Johanna Bleecker: Spatial Autocorrelation in Practice: Kibale National Park, Western Uganda

Abstract: Spatial autocorrelation, the phenomenon of near things being more related to far things, has been an important topic in GIScience ever since Tobler’s First Law defined it as a fundamental concept in geographic thought. Though spatial autocorrelation is known in the statistical spatial analysis community, it is largely ignored in mainstream geographic research despite the confounding effects it can have on commonly used statistical tests and other aspects of spatial analysis. I wanted to investigate the degree to which spatial autocorrelation is affected by and affects common data processing procedures, using demographic attributes of Ugandan villages as sample data. First, the initial spatial autocorrelation was measured by use of the Moran’s I statistic, three common interpolations were applied to these data points, and the resulting coverages were resampled and tested again for Moran’s I. None of the interpolation methods appeared to be the best for consistently avoiding spatial autocorrelation while obtaining a relatively accurate surface—most of them inconsistently resulted in higher spatial autocorrelation than the original data. For the second part of the project, the spatial trend that confers spatial autocorrelation onto the data was removed while similar interpolations were carried out, theoretically resulting in a surface with lower spatial autocorrelation. However, though these surfaces were more accurate than the default interpolations performed earlier, their spatial autocorrelation remained high and unpredictable. One major limitation probably responsible for the inconclusive results was the imperfect method of testing all the interpolated coverages for their resulting Moran’s I. Though no conclusions were reached about which interpolation method is best used with or without spatial autocorrelation present, the unpredictability of the results highlights the importance of acknowledging and testing for spatial autocorrelation, and the need for it to be given much higher regard in geographic research than is currently done.

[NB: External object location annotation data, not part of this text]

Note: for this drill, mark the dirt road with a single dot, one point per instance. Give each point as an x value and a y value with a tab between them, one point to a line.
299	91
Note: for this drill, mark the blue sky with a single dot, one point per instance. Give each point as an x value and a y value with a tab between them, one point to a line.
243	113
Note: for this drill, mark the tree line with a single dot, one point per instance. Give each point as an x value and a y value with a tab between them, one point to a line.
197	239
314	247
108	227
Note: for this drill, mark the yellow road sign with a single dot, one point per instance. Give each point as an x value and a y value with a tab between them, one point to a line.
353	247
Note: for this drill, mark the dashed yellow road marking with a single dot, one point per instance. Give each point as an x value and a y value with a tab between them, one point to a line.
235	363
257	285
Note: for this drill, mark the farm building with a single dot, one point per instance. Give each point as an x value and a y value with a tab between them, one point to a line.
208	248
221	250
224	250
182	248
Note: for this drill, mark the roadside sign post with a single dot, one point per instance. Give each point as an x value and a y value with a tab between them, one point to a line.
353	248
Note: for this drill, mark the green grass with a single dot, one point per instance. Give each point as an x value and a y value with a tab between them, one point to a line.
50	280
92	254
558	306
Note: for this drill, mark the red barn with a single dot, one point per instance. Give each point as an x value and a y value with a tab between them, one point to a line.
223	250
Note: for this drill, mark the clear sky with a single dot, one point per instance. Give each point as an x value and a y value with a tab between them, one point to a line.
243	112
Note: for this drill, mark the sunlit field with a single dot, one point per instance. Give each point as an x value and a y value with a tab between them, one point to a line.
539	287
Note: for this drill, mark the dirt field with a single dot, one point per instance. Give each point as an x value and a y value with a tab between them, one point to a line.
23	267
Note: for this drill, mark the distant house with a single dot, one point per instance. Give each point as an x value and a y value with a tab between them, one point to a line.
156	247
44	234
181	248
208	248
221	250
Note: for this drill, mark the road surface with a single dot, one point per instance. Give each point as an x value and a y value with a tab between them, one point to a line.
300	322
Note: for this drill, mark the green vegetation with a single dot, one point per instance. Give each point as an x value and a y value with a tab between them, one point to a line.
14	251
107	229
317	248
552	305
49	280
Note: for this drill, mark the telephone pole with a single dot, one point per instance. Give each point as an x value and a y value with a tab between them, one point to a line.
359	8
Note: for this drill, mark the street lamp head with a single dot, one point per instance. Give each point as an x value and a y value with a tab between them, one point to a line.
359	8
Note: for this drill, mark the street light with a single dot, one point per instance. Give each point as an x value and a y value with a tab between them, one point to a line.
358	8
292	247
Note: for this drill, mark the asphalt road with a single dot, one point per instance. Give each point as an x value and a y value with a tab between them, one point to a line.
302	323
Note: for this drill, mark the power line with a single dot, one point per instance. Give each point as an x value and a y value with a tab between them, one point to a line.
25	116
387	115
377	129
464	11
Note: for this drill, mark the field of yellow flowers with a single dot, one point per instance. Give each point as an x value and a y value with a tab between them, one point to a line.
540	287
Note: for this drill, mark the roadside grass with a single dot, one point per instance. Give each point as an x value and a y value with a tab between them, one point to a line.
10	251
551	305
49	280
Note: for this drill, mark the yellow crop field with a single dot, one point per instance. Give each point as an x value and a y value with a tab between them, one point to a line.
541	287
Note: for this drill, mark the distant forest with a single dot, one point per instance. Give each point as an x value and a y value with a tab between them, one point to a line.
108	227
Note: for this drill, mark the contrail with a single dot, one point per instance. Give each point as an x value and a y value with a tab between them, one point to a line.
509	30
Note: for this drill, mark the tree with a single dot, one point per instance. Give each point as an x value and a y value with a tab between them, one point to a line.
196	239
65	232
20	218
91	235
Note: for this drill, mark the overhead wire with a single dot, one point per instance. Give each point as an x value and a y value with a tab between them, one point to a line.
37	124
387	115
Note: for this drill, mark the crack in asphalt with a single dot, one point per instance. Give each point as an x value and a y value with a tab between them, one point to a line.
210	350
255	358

Amina Hasan: Spatial Data Uncertainty: Uncertainty in Sea Surface Temperature

Abstract: Quantifying spatial data uncertainty is often difficult as it is considered to be a complex concept with a number of interpretations across knowledge domains and application contexts. It is important to characterize and quantify the uncertainty of datasets as this will have major implications for its usability. This project focuses on the uncertainty related to climate data, particularly in the form of sea surface temperature and considers the varying characterizations of accuracy in the measurements of sea surface temperature.